For the last couple of years, I have been so busy with the Tolomato Cemetery Preservation Association, a group founded here in St Augustine for the preservation of an historic cemetery, that the Spanish Nativity blog and website have both suffered near-abandonment. And because there is no belenista activity here in Florida, and in fact, very little in the United States in general, I have often found myself without a topic on those rare occasions when I did have time to write. On top of that, I had another blog, Towers of Avila, which I had created primarily to share art-related items found during trips to Spain or Latin America but which made me feel rather guilty because it received even less attention. I think my last post on that blog was around Christmas…of 2012.

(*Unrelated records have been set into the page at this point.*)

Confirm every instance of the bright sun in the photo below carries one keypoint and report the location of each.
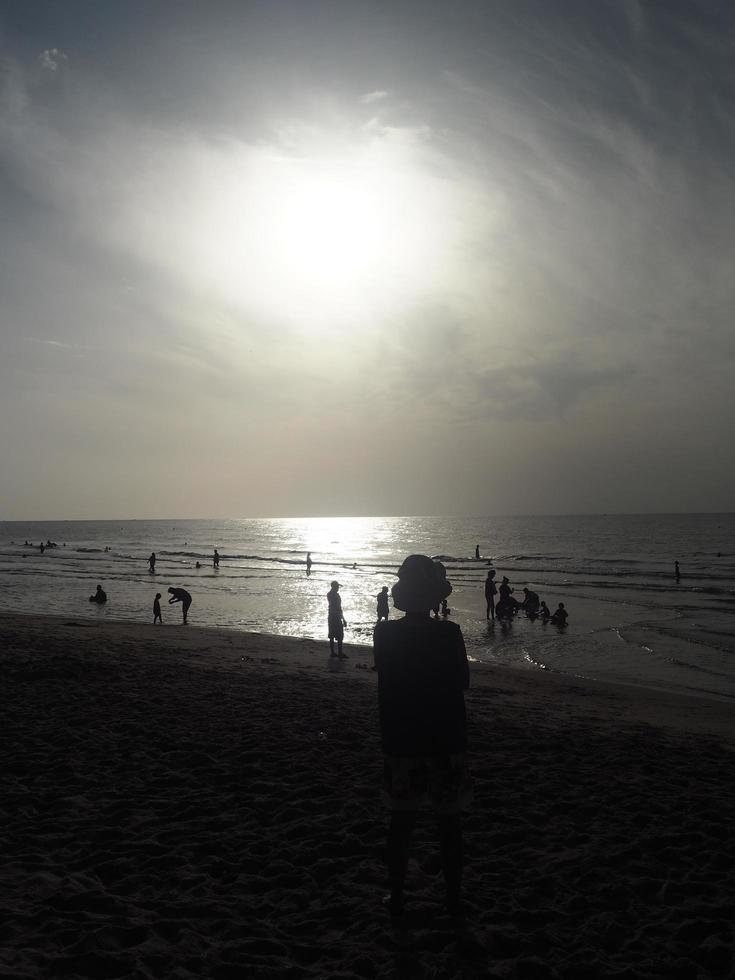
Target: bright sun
(322, 239)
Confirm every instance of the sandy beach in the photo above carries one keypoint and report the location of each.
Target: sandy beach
(190, 803)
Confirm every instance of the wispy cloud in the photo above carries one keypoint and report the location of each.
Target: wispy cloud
(371, 97)
(52, 59)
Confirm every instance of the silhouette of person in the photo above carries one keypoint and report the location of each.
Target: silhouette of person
(507, 605)
(382, 597)
(335, 622)
(182, 596)
(441, 570)
(531, 602)
(560, 615)
(491, 590)
(422, 675)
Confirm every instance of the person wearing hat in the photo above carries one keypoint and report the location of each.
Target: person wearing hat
(491, 590)
(336, 622)
(422, 675)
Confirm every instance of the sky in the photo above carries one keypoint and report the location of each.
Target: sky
(349, 257)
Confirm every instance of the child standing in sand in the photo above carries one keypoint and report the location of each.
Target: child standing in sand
(422, 675)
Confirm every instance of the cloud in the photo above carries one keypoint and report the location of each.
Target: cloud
(52, 59)
(370, 97)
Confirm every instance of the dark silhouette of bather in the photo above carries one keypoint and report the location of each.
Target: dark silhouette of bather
(507, 606)
(491, 590)
(422, 675)
(335, 622)
(531, 603)
(560, 615)
(182, 596)
(382, 597)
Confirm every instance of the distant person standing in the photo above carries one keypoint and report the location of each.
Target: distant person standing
(422, 676)
(491, 591)
(560, 615)
(336, 622)
(382, 597)
(182, 596)
(100, 596)
(531, 602)
(507, 605)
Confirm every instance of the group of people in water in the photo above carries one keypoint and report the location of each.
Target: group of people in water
(507, 606)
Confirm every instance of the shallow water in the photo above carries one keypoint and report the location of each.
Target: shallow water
(630, 621)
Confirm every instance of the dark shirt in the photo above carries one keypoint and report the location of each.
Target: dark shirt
(422, 674)
(335, 606)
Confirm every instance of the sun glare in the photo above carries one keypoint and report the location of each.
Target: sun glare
(324, 239)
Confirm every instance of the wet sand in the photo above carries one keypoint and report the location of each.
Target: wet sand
(190, 803)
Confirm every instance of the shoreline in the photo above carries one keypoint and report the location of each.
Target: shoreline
(206, 804)
(225, 649)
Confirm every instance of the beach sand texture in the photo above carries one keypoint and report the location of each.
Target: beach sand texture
(188, 803)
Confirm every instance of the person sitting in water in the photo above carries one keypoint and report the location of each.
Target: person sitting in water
(531, 602)
(560, 616)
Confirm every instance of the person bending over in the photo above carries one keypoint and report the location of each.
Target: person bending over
(182, 596)
(422, 675)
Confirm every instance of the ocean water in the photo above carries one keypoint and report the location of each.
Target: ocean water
(630, 621)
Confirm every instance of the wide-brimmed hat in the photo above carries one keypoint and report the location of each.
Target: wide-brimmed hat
(422, 584)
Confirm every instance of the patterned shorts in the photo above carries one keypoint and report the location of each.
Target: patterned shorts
(443, 779)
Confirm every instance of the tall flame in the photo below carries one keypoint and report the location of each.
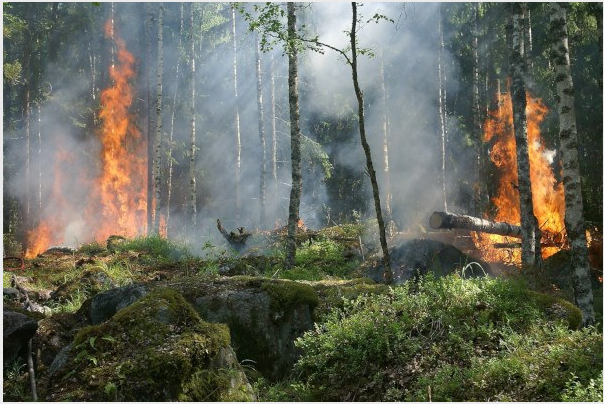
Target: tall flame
(548, 195)
(114, 201)
(122, 185)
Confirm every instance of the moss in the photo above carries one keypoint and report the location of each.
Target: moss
(557, 309)
(151, 350)
(288, 294)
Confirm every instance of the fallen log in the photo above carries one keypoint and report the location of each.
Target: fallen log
(444, 220)
(237, 240)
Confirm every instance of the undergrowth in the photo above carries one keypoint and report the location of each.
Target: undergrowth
(450, 339)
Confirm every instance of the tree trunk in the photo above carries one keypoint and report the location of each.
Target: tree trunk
(444, 220)
(237, 127)
(192, 207)
(385, 141)
(169, 151)
(273, 128)
(26, 116)
(374, 185)
(597, 12)
(158, 121)
(573, 219)
(262, 135)
(39, 165)
(530, 246)
(150, 126)
(441, 111)
(476, 118)
(295, 135)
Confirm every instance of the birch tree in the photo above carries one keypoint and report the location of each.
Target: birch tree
(442, 100)
(573, 219)
(171, 138)
(236, 113)
(295, 133)
(262, 136)
(158, 121)
(192, 199)
(531, 239)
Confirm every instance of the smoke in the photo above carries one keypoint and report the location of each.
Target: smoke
(407, 49)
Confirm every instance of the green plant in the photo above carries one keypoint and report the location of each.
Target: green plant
(92, 248)
(155, 246)
(577, 392)
(462, 339)
(72, 303)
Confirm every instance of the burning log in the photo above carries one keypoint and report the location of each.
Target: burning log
(444, 220)
(237, 240)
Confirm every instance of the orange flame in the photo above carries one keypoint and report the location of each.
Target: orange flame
(51, 230)
(122, 186)
(548, 195)
(116, 199)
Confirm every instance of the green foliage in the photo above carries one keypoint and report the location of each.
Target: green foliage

The Varela Chapel at Tolomato Cemetery
But on a recent trip to Santa Fe, New Mexico, the obvious solution came to me: Combine the two, thereby relieving me of bad-blog-mother guilt, on the one hand, and providing readers with a broader stream of information. So while the “new blog” will still be named Spanish Nativity, it will also, as its subtitle says, look at Spanish art and arts in general. In keeping with the Nativity Scene theme, much of the art will tend to be early art and most of that will be religious art.
16th-17th Century Nativity Scene at Las Carboneras in Madrid
This is in part because I am interested in it, but also simply because most pre-19th century Spanish art, both in Spain and in its colonies and including popular art as well as fine art, was in fact religious art. As scholars have pointed out, there was very little market among Spaniards and Colonials for the paintings of nymphs and landscapes that sold so well in the rest of Europe. The result was that both the art of the Peninsula and the artistic skills that the Spanish brought to the New World and taught to the native peoples tended to be religious in nature. These arts were not only for the ecclesiastics or well-off families who could buy silver and gold church furnishings or commission splendid paintings of the Immaculate Conception or their favorite saint, but for the Spaniard who was busy making little clay figurines for a Nativity scene in his village or the santero in New Mexico who was painting a retablo (not an altar-piece, but a painting on a panel of board) or carving a bulto (statue) of San José.
18th Century Spanish Sanctuary Lamp at the Cathedral Basilica of St Augustine
Thus, we’ll be looking at new things in new places this year. We’ll discuss matters such as the inventory of church goods belonging to St Augustine, FL in 1763, interesting sites in Spain (I’m hoping to revisit Mallorca to see where some of the 18th century Franciscan missionaries got their inspiration), and probably random discoveries from Mexico and the US Southwest and California. Oh – and Nativity Scenes. Those will certainly not be forgotten; for example, we’re going to look at Letizia Arbeteta’s work in restoring the symbolic aspect of the Spanish Nativity Scene through her use of 18th century and earlier materials to recreate these beautiful and entirely different scenes.
NM Museum of Art … an 18th century Sta. Barbara by Miera y Pacheco
So my apologies to the Niño and to blog readers over the years for my neglect of this blog – and a request for special Epiphany blessings in starting it up again!